Teh Nusantara 'Layu' Dimakan Zaman

Tim, CNN Indonesia | Senin, 29/07/2019 14:16 WIB
Teh Nusantara 'Layu' Dimakan Zaman Ilustrasi. Tingkat apresiasi masyarakat Indonesia terhadap teh masih terbilang kurang. (Foto: Istockphoto/OlegKov)
Jakarta, CNN Indonesia -- Apa minuman yang selalu tersedia di rumah? Selain air mineral, hampir dipastikan setiap orang menyediakan teh di rumah. Teh menjadi kawan akrab untuk beragam kegiatan.

Tak cuma kopi yang memiliki kelas atau tingkatan kualitas. Hal yang sama juga berlaku pada teh.

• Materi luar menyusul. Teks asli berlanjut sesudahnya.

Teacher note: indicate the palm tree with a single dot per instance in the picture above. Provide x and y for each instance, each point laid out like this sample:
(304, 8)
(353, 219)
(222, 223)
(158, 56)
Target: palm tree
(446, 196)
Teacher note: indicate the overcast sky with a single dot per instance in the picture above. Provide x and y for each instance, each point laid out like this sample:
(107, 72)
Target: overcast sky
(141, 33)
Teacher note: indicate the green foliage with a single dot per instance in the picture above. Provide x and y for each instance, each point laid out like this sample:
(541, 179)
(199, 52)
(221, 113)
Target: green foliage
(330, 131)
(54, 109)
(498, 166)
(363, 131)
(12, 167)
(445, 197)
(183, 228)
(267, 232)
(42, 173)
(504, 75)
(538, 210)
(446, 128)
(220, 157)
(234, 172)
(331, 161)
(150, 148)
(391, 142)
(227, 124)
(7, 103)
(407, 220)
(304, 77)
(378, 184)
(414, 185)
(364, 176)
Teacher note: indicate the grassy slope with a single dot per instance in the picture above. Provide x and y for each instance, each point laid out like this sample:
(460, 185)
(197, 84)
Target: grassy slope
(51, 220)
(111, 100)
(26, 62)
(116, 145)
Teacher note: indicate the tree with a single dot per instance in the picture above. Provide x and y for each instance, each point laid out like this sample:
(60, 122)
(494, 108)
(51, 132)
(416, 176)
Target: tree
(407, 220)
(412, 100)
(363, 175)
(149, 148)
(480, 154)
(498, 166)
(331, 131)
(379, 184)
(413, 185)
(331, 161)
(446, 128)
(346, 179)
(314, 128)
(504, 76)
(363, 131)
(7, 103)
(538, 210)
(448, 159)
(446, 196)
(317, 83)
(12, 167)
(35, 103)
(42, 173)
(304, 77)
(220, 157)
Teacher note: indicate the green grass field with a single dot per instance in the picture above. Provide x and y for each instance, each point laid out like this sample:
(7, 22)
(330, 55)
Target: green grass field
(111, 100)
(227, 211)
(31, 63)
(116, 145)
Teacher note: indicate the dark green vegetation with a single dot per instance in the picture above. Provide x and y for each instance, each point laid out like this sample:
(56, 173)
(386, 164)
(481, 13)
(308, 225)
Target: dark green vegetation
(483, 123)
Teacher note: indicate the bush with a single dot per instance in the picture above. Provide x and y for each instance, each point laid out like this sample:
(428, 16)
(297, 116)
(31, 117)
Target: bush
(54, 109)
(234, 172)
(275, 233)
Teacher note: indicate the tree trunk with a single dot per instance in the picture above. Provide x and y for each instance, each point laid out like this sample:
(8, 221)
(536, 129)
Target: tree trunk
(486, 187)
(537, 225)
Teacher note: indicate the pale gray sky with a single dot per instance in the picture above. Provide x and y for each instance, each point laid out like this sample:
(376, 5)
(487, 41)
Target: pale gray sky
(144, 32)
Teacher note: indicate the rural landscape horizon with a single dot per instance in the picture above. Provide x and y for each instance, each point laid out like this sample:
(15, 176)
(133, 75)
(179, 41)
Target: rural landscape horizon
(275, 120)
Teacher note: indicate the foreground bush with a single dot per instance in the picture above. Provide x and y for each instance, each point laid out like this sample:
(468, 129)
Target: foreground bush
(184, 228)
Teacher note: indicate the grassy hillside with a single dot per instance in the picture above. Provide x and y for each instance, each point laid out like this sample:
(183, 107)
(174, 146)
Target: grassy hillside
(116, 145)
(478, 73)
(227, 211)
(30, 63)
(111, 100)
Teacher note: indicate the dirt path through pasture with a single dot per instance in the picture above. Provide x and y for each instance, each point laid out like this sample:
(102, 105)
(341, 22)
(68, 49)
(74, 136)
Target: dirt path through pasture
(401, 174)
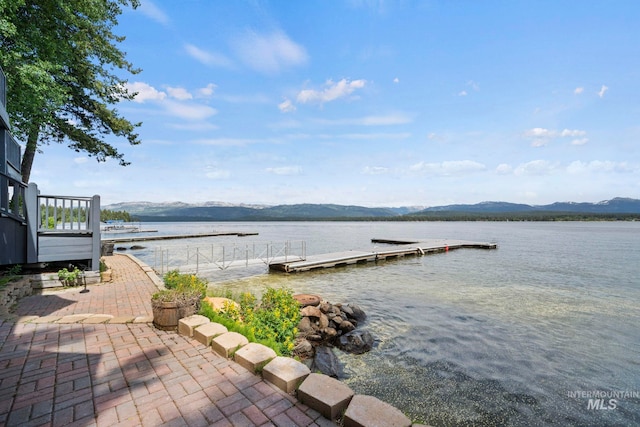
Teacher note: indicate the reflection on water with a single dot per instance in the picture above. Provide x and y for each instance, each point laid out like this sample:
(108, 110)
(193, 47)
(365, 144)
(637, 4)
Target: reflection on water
(477, 337)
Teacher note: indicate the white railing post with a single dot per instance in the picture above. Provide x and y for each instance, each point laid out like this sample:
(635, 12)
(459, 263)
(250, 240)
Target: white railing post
(93, 220)
(32, 213)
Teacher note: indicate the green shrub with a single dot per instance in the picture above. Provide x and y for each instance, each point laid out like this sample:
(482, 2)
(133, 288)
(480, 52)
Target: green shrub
(69, 278)
(185, 282)
(272, 322)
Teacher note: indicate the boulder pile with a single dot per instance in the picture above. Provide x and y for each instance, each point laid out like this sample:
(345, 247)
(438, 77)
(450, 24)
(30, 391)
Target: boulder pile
(324, 326)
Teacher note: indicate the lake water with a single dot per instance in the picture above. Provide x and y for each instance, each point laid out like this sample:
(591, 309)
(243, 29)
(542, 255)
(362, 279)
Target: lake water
(532, 333)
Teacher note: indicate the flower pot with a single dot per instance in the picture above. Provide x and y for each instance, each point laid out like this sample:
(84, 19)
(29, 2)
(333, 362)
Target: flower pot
(166, 315)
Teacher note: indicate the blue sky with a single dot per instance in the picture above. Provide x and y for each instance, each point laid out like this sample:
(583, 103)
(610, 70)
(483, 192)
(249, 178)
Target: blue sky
(373, 103)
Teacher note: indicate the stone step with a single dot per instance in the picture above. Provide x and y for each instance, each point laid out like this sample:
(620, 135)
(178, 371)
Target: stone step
(207, 332)
(326, 395)
(368, 411)
(226, 344)
(253, 356)
(187, 325)
(285, 373)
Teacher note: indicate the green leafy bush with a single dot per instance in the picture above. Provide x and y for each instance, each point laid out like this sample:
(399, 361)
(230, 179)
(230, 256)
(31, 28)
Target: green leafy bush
(69, 278)
(272, 322)
(184, 289)
(185, 283)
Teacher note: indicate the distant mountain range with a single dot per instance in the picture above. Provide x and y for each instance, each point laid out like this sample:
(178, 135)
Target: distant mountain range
(219, 211)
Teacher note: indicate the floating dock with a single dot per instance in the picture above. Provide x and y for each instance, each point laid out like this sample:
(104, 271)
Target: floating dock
(173, 237)
(400, 248)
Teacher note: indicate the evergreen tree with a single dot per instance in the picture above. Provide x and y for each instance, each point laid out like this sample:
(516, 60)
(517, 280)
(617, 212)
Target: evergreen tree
(62, 65)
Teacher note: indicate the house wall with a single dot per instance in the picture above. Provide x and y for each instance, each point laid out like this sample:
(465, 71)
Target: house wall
(13, 239)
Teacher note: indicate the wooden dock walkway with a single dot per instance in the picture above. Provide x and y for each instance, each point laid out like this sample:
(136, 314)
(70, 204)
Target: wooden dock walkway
(172, 237)
(400, 248)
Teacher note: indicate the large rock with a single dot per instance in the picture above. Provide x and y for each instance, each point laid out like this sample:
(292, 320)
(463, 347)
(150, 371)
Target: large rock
(356, 342)
(303, 349)
(311, 311)
(305, 326)
(358, 313)
(326, 362)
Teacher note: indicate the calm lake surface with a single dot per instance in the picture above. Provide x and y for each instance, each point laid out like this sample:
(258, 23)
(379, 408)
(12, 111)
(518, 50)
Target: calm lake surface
(529, 334)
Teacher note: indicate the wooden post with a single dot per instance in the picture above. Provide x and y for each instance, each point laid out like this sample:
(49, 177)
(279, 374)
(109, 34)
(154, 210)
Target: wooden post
(94, 221)
(33, 221)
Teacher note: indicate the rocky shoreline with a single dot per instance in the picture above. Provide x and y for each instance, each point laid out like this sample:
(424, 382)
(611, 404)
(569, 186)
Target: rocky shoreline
(325, 326)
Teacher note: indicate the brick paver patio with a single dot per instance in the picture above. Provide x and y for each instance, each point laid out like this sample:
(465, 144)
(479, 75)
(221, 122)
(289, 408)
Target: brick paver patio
(125, 374)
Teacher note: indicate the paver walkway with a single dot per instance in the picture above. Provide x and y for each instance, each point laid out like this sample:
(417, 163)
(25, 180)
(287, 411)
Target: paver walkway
(125, 374)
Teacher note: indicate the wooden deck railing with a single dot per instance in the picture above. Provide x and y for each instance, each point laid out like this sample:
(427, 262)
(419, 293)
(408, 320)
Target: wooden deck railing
(65, 214)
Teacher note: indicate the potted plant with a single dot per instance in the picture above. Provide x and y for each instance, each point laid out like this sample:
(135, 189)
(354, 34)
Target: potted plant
(181, 298)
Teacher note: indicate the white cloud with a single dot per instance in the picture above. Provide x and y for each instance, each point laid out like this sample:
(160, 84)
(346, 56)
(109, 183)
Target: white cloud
(179, 93)
(287, 106)
(331, 92)
(401, 135)
(601, 166)
(374, 170)
(148, 8)
(270, 53)
(189, 111)
(192, 126)
(207, 58)
(541, 136)
(207, 90)
(580, 141)
(285, 170)
(218, 174)
(387, 120)
(504, 169)
(538, 133)
(448, 168)
(227, 142)
(602, 91)
(535, 167)
(145, 92)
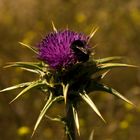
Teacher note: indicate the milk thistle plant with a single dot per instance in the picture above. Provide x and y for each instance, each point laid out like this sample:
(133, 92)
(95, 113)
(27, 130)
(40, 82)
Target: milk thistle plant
(67, 72)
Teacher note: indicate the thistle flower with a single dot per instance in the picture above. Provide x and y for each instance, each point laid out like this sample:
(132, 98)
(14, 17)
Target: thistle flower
(55, 49)
(67, 50)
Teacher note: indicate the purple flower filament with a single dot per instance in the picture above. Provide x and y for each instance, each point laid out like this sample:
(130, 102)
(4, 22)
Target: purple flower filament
(55, 49)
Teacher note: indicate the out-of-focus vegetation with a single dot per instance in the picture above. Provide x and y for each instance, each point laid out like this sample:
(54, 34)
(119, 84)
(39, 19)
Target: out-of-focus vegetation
(119, 34)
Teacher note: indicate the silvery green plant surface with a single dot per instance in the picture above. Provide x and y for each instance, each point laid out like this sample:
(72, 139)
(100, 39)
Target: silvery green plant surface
(67, 72)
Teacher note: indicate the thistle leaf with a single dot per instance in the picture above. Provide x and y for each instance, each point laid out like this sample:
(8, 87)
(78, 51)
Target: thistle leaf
(48, 104)
(75, 114)
(29, 47)
(87, 99)
(108, 59)
(107, 89)
(32, 85)
(65, 91)
(16, 86)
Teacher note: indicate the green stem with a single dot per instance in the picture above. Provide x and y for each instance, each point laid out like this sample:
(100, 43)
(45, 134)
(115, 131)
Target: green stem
(70, 124)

"Teh itu lapisan [tingkatan kualitas] banyak seperti reguler, industri, dan speciality," kata Indonesian Tea Specialist, Oza Sudewo, saat ditemui di kawasan Jakarta Utara, beberapa waktu lalu.

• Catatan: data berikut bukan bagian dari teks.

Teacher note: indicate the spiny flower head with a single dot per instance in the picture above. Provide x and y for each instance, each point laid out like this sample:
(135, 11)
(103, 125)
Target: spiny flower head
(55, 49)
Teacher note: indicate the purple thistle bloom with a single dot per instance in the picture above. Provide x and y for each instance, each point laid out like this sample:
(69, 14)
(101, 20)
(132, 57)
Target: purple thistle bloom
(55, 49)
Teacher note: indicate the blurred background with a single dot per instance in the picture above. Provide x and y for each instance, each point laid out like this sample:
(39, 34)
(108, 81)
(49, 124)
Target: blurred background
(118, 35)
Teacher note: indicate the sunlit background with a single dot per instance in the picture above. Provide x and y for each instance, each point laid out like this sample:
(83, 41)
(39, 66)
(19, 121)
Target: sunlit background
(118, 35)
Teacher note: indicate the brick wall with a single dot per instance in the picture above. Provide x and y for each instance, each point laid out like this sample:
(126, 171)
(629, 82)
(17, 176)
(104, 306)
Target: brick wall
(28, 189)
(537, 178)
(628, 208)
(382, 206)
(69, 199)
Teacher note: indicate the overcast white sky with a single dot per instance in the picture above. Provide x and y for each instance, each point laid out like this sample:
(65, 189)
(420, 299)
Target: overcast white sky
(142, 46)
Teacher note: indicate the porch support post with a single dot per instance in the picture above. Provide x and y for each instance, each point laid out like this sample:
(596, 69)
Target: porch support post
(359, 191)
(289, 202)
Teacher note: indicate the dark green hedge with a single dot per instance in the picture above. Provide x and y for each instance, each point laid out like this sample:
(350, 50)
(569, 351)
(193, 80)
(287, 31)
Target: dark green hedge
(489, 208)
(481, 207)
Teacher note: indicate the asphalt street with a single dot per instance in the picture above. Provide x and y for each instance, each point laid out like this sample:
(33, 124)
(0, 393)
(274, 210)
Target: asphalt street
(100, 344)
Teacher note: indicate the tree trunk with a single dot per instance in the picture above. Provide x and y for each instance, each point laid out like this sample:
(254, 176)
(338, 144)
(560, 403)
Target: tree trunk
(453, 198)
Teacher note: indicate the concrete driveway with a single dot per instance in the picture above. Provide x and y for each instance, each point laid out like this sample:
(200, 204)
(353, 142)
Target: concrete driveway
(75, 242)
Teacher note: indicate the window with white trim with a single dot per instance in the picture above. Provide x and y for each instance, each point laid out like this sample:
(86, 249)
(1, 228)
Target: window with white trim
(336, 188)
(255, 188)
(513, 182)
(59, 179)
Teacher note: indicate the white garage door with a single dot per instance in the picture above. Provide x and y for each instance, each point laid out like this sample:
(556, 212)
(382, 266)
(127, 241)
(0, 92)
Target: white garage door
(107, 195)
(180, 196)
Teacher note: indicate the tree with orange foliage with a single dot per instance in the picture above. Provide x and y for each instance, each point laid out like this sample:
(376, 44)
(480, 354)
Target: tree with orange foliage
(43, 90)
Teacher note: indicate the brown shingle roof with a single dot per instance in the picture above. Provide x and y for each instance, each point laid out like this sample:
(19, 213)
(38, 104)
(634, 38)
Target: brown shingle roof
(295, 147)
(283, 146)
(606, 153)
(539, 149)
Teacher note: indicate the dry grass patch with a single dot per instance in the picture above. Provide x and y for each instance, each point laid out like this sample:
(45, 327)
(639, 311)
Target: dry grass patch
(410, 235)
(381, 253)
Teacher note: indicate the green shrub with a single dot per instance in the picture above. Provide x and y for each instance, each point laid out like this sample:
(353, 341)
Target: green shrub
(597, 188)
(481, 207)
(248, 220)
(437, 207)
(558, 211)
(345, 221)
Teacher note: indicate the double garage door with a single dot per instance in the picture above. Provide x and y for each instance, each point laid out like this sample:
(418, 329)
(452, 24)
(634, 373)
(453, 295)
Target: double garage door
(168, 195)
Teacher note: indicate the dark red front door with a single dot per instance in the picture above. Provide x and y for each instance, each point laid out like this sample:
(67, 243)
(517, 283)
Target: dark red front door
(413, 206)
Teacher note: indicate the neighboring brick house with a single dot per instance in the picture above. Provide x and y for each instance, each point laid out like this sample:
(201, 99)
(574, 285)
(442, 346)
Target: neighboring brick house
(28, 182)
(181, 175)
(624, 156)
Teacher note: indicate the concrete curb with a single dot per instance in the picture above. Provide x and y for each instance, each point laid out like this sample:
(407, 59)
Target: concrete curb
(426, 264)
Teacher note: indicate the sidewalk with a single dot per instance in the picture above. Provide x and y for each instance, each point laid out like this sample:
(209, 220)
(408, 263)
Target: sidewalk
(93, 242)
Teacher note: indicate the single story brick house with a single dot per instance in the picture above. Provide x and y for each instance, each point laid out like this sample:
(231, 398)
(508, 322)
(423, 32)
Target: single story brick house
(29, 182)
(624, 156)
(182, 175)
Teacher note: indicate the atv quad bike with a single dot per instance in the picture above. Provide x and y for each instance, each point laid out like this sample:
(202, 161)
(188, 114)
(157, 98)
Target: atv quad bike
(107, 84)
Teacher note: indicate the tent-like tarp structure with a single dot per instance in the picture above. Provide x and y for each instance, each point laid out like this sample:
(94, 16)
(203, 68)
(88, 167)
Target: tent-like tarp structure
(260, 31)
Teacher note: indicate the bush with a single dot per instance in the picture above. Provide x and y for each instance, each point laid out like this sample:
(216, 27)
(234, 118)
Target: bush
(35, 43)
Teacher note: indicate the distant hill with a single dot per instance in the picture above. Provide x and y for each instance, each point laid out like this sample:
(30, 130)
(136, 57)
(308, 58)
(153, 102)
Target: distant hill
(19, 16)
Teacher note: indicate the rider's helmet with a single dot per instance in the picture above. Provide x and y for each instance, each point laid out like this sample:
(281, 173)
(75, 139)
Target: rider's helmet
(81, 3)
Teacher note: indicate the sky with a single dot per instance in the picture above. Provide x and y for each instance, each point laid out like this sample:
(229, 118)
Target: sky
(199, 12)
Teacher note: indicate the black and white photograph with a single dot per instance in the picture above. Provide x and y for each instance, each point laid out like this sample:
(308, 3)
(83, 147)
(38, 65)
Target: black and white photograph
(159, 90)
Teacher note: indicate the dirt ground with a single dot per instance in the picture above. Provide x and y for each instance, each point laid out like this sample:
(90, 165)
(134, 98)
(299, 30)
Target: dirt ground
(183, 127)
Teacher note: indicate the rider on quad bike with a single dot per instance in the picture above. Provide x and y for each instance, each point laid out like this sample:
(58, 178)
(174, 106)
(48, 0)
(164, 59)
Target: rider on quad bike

Teh sangat akrab dengan kehidupan masyarakat Indonesia. Namun, gairah mencecap rasa teh tak diimbangi dengan keinginan untuk menikmati dan memahami teh yang berkualitas. Menurut Oza, masyarakat Indonesia belum sampai pada pilihan untuk mengapresiasi teh.

Indonesia sendiri merupakan salah satu negara penghasil teh tertinggi ketujuh di dunia. Menilik sejarah, Indonesia merupakan negara pertama, di luar kawasan Asia Timur, yang mengkultivasi teh. Teh masuk ke wilayah Indonesia pada sekitar tahun 1600 dan berhasil dikultivasi pada akhir 1700.

Pada masa kolonial, Oza mengatakan, teh asal Indonesia cukup diperhitungkan. Tak heran, sebab saat itu Vereenigde Oostindische Compagnie alias VOC menguasai perdagangan Hindia Belanda dan memboyong sederet hasil sumber daya alam Nusantara ke dunia luar.

Indonesia merupakan negara penghasil teh ketujuh tertinggi di dunia. (Foto: ANTARA FOTO/Iggoy el Fitra)

"Teh asal Indonesia itu istimewa," kata Oza. Lokasi Indonesia yang dilintasi garis Khatulistiwa membuat teh memiliki kandungan antioksidan yang tinggi. Cita rasa pun, lanjutnya, tak kalah jika dibandingkan dengan China, Jepang, atau Sri Lanka.

Akan tetapi, kejayaan teh Indonesia meredup seiring waktu berjalan. Oza melihat, industri teh berperan besar dalam kian layunya kejayaan teh Nusantara. Perusahaan atau Industri, dinilainya, lebih mementingkan kuantitas daripada kualitas.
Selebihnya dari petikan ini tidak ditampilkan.